Les gens heureux lisent et boivent du café : un titre sympa qui évoque une foule de pensées aux férus de lecture. On s’imagine déjà dévorant ce petit bouquin, emmitouflé au coin du feu, une tasse fumante à la main. Mais mes espérances se sont vite consumées, laissant place à une déception non dissimulée.

Il faut garder en tête que le roman d’Agnès Martin-Lugand a d’abord été auto-édité sur la Toile, puis repéré par une maison d’édition pour enfin prendre vie sur papier.
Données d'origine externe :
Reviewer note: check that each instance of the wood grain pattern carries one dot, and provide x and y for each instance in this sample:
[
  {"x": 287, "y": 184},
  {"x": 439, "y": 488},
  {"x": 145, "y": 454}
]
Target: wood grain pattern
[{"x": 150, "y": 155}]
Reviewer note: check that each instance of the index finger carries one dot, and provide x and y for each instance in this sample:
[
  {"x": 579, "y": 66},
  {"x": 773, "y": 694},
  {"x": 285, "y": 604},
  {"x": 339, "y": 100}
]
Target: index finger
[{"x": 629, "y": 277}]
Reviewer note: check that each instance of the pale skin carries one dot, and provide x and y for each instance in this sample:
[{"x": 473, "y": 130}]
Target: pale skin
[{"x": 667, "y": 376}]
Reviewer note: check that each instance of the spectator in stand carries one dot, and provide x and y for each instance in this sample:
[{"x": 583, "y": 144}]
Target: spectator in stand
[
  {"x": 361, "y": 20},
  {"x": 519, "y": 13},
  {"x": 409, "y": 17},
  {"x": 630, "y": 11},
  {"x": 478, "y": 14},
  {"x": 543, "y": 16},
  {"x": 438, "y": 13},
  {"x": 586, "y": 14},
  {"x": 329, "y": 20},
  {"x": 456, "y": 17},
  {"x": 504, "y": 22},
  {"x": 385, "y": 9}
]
L’auteure, jusqu’alors méconnue du public, se fait doucement une place sur la scène littéraire, notamment avec le second tome, La Vie est facile ne t’inquiète pas, paru cette année. Ses écrits méritent-ils d’être publiés en poche ou auraient-ils dû rester en format Kindle? Une question sans équivoque.

Les gens heureux lisent et boivent du café raconte, ou plutôt se donne la prétentieuse ambition de raconter, le deuil. Le début du roman est sympathique, bien qu’un peu larmoyant. On fait la rencontre de Diane, une femme qui avait tout pour être heureuse : un mari aimant, une petite fille de sept ans, un café parisien où les gens venaient lire et boire du café… Mais sa vie bascule après l’accident des deux personnes les plus chères à sa vie : son amoureux et sa fille. On plonge alors dans les réminiscences amères de la jeune femme, ses moments de doutes, ses errances et ses pleurs.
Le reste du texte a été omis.